The title of Rationalization 1D comes from literature, specifically George Bernard Shaw’s 1912 drama, “Pygmalian,” better known today for its musical adaptation,”My Fair Lady.” The moment when Shaw’s obnoxious and misanthropic antihero Henry Higgins defines his rationalization occurs in Act 5; Alan J. Lerner lifted it almost verbatim for his book of the musical. Arrogant speech expert Higgins, having been rebuked by Eliza, the flower girl whom he taught to speak like an upper-class British woman to win a bet, for his cruel and uncivil conduct toward her says in his defense,
HIGGINS. … If you come back I shall treat you just as I have always treated you. I can’t change my nature; and I don’t intend to change my manners. My manners are exactly the same as Colonel Pickering’s.
LIZA. That’s not true. He treats a flower girl as if she was a duchess.
HIGGINS. And I treat a duchess as if she was a flower girl.
LIZA. I see.
HIGGINS. Just so….The great secret, Eliza, is not having bad manners or good manners or any other particular sort of manners, but having the same manner for all human souls: in short, behaving as if you were in Heaven, where there are no third-class carriages, and one soul is as good as another.
I immediately thought of this exchange when Gov. Andrew Cuomo of New York, in his rambling denial of multiple sexual harassment and sexual assault allegations, proclaimed his innocence (His victims don’t understand him!) by arguing that as a red-blooded Italian he’s just wired to be physically demonstrative, and treats everyone the same way.
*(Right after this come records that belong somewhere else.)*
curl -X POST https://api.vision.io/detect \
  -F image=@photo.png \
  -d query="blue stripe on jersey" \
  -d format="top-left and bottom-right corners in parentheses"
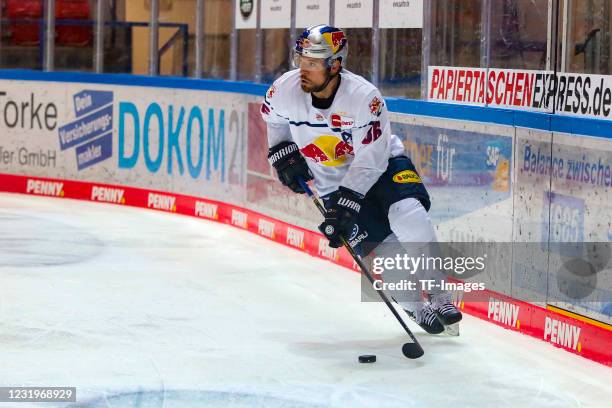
top-left (289, 121), bottom-right (329, 128)
top-left (285, 120), bottom-right (376, 130)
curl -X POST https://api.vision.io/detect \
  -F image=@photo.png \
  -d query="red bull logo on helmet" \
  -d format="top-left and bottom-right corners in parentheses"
top-left (331, 31), bottom-right (346, 50)
top-left (300, 135), bottom-right (353, 167)
top-left (322, 31), bottom-right (346, 54)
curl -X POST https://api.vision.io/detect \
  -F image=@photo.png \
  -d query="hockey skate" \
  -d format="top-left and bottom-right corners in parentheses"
top-left (403, 302), bottom-right (445, 334)
top-left (429, 292), bottom-right (463, 326)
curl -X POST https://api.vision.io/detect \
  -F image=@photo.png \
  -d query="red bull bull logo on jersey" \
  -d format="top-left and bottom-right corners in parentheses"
top-left (300, 135), bottom-right (354, 167)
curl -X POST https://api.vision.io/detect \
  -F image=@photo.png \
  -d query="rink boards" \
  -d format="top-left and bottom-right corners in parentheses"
top-left (0, 70), bottom-right (609, 366)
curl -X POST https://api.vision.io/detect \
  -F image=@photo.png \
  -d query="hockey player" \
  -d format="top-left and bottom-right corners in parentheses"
top-left (261, 25), bottom-right (461, 334)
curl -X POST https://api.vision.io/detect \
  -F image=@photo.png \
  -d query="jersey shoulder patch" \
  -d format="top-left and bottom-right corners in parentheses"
top-left (265, 84), bottom-right (277, 99)
top-left (368, 95), bottom-right (384, 116)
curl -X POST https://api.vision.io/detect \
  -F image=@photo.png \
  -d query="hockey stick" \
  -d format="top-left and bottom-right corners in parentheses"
top-left (298, 179), bottom-right (424, 359)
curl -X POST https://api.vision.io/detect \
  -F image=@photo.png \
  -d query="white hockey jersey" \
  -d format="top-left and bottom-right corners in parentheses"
top-left (261, 69), bottom-right (405, 197)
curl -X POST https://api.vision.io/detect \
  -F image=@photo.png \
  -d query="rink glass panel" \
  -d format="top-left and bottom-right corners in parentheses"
top-left (565, 0), bottom-right (612, 74)
top-left (429, 0), bottom-right (482, 68)
top-left (488, 0), bottom-right (549, 70)
top-left (5, 1), bottom-right (612, 85)
top-left (202, 0), bottom-right (232, 79)
top-left (261, 28), bottom-right (290, 84)
top-left (237, 29), bottom-right (257, 81)
top-left (379, 28), bottom-right (422, 99)
top-left (512, 127), bottom-right (553, 306)
top-left (125, 1), bottom-right (153, 76)
top-left (156, 0), bottom-right (195, 76)
top-left (100, 25), bottom-right (135, 74)
top-left (343, 28), bottom-right (373, 81)
top-left (53, 0), bottom-right (95, 72)
top-left (546, 131), bottom-right (612, 323)
top-left (0, 1), bottom-right (43, 70)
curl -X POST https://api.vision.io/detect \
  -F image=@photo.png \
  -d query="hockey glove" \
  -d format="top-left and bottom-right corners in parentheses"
top-left (268, 141), bottom-right (313, 194)
top-left (318, 187), bottom-right (363, 248)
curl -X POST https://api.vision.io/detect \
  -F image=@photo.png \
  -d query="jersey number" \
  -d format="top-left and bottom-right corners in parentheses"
top-left (363, 121), bottom-right (382, 145)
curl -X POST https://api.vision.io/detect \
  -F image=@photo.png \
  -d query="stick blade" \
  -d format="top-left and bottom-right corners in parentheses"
top-left (402, 342), bottom-right (424, 359)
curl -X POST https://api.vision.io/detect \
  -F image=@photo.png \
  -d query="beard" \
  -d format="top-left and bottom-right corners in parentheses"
top-left (300, 79), bottom-right (320, 93)
top-left (301, 73), bottom-right (334, 93)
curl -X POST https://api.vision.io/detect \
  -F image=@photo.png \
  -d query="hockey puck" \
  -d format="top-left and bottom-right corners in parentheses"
top-left (358, 355), bottom-right (376, 363)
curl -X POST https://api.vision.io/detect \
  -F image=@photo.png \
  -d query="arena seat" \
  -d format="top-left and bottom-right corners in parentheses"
top-left (6, 0), bottom-right (43, 45)
top-left (56, 0), bottom-right (92, 46)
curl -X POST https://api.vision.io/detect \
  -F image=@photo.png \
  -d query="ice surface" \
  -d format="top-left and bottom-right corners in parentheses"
top-left (0, 193), bottom-right (610, 407)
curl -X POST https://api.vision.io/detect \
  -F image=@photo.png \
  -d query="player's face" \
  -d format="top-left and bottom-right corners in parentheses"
top-left (295, 55), bottom-right (329, 92)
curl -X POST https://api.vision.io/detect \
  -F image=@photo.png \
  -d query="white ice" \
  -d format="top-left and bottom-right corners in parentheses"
top-left (0, 192), bottom-right (610, 408)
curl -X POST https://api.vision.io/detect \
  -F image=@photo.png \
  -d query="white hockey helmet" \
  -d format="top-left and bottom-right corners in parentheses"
top-left (293, 24), bottom-right (348, 68)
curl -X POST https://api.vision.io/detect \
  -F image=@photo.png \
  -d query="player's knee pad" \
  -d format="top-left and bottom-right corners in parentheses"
top-left (388, 198), bottom-right (437, 243)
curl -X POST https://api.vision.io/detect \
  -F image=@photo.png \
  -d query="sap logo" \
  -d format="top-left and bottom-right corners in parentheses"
top-left (487, 297), bottom-right (520, 328)
top-left (258, 219), bottom-right (275, 239)
top-left (231, 210), bottom-right (248, 229)
top-left (194, 201), bottom-right (218, 219)
top-left (118, 102), bottom-right (225, 181)
top-left (26, 179), bottom-right (63, 197)
top-left (436, 134), bottom-right (456, 182)
top-left (544, 317), bottom-right (581, 351)
top-left (286, 227), bottom-right (305, 248)
top-left (486, 144), bottom-right (501, 167)
top-left (91, 186), bottom-right (125, 204)
top-left (318, 237), bottom-right (339, 261)
top-left (147, 193), bottom-right (176, 212)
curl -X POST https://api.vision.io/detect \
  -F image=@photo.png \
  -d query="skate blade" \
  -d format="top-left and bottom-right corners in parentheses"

1D is in the large category of self-excusing rationalizations. It is a most convenient delusion to believe that victims of mistreatment shouldn’t take it personally because the abuser is equally abusive to all, but the logic, or lack of it, leads directly to the parent rationalization, the most commonly employed of them all, #1, “Everybody Does It.” The frequency and consistency of unethical conduct does not transform it into acceptably ethical behavior. Treating everyone the same can be a virtue, but not when it involves treating everyone equally badly. “I beat everyone, so it’s OK if I beat you”? “I steal from everyone, so nobody should think ill of me when I steal from them”? That reasoning doesn’t reveal “a great secret:” it’s either a calculated lie or stupidity.
The only issue in adding Higgins’ Misconception to the list was whether another rationalization covered it. There are seven besides “Everybody does it” that are closely related:
- 3A The Road To Hell, or “I meant well” (“I didn’t mean any harm!”)
- 14. Self-validating Virtue
- 38. The Miscreant’s Mulligan or “Give him/her/them/me a break!
- 41 A. Popeye’s Excuse, or “I am what I am.”
- 50A. Narcissist Ethics , or “I don’t care”
- 58. The Golden Rule Mutation, or “I’m all right with it!,” especially the listed mutation, “Do unto me as you would want to have done unto you if you were as devoid of civilized values as I am, and
- 61. The Paranoid’s Blindness, or “It’s not me, it’s you.”
In the end, I decided that the intellectually dishonest excuse attempted by both the fictional Higgins and the unfortunately real life Cuomo warrants an entry of its own.